Er schuf ein enormes Werk an Literatur und vor allem politischer Philosophie, das Libertäre auf der ganzen Welt beeinflusste, bis hin zur Kibbuz-Bewegung. Denn für Landauer war die Revolution untrennbar verbunden mit einer Persönlichkeitsentwicklung des Einzelnen als kontinuierlicher Prozess, nicht oktroyiert oder ein einmaliges Ereignis. Der werdende Mensch sollte sein revolutionäres Potenzial in Gemeinschaftsprojekten ohne Privateigentum entwickeln, in denen Produktionsmittel und Land allen gehören. »Mit dem Zionismus kann sich Landauer allerdings nicht identifizieren«, bemerkt Steininger. »Als Libertärer, der Anarchie als Freiheit von Herrschaft versteht und daher jedes Staatsgebilde ablehnt, stellt er den Sinn einer nationalpolitischen Erneuerung des Judentums infrage.« Für Landauer war die »starke Betonung der eigenen Nationalität, auch wenn sie nicht in Chauvinismus ausartet, … Schwäche«. Folgerichtig lehnte er den Kriegstaumel 1914 ab, dem so viele seiner Genossen zum Opfer fallen sollten. Und ging für seine politischen Überzeugungen gleich mehrfach ins Gefängnis.
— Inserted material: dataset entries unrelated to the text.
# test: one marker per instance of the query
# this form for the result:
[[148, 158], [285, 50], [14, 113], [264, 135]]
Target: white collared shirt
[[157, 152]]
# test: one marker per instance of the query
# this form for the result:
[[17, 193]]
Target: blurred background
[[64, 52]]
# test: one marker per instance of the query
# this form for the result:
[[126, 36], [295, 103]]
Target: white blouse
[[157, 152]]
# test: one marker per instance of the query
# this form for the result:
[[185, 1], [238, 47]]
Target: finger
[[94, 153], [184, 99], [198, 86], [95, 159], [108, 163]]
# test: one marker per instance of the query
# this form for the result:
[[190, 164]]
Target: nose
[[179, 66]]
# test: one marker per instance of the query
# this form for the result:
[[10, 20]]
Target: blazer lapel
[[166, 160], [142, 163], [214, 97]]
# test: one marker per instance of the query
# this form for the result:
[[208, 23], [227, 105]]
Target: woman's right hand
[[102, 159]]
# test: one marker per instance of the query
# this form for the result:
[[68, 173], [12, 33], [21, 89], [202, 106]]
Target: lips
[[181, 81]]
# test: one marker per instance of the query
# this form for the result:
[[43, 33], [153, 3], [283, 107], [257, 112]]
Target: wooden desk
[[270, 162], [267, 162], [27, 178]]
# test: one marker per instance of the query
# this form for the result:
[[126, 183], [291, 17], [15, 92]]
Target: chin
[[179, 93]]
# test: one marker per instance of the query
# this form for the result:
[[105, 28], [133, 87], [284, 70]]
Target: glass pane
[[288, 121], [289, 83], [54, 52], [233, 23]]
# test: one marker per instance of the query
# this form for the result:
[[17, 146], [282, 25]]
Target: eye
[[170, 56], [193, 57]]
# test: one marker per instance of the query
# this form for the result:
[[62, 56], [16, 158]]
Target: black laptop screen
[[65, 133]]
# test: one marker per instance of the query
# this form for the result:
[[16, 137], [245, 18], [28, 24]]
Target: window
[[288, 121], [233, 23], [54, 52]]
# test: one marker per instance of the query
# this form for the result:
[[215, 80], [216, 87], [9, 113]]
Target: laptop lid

Die Biografie ist übersichtlich in einzelne Lebensphasen strukturiert, eignet sich hervorragend als Einstieg, und auch Kenner*innen werden darin unbekannte Seiten entdecken. Sie stellt Wegbegleiter wie Erich Mühsam vor, zeigt aber ebenso Landauers Homophobie, die sich gegen Mühsams 1902 veröffentlichte Streitschrift »Die Homosexualität« und im »Sozialist« offenbarte. Sorgsam ausgewählte Briefauszüge lassen uns tief in sein Leben eintauchen. Etwa wenn es um seinen Gesundheitszustand geht, der durch Gefängnisaufenthalte, Zigarettenkonsum und ein chronisches Darmleiden stark angegriffen wurde: »immerzu Katarrhe und immerzu Abmagerung«. Bilder unterstreichen, wie wichtig für Landauer seine Familie war.
Bei den Wahlen während der Räterepublik in München unterlag die USPD, die Unabhängige Sozialdemokratische Partei Deutschlands. Leider erwähnt Steiniger einen gewichtigen Grund nicht: Die Boykottaufrufe der moskautreuen Kommunisten und der Anarchisten. Nach Eisners Ermordung ging Landauer sogar eine Beziehung mit dessen Frau ein und lebte mit ihren und seinen Töchtern für kurze Zeit als Familie unter einem Dach - bis er selbst von Faschisten brutal ermordet wurde.
Zur tieferen Recherche sei die von Siegbert Wolf herausgegebene Landauer-Reihe empfohlen. Er stand Steininger beratend zur Seite, die im Vorwort ihrer Biografie betont, dass sich Landauer »trotz aller Schicksalsschläge … bis zu seinem Lebensende den Atem bewahrt, mit aller Kraft für die Freiheit des Individuums und für ein humanes Miteinander einzutreten. In diesem unbeirrbaren Engagement kann er uns noch heute ein Vorbild sein.«
Rita Steininger: Gustav Landauer - ein Kämpfer für Freiheit und Menschlichkeit. Volk-Verlag, 208 S., br., 18 €. Ausgewählte Schriften von Gustav Landauer. Hg. v. Siegbert Wolf. 15 Bände. Edition AV.
Unser Autor ist Vorsitzender des Verbandes der Schriftstellerinnen und Schriftsteller Mittelfranken.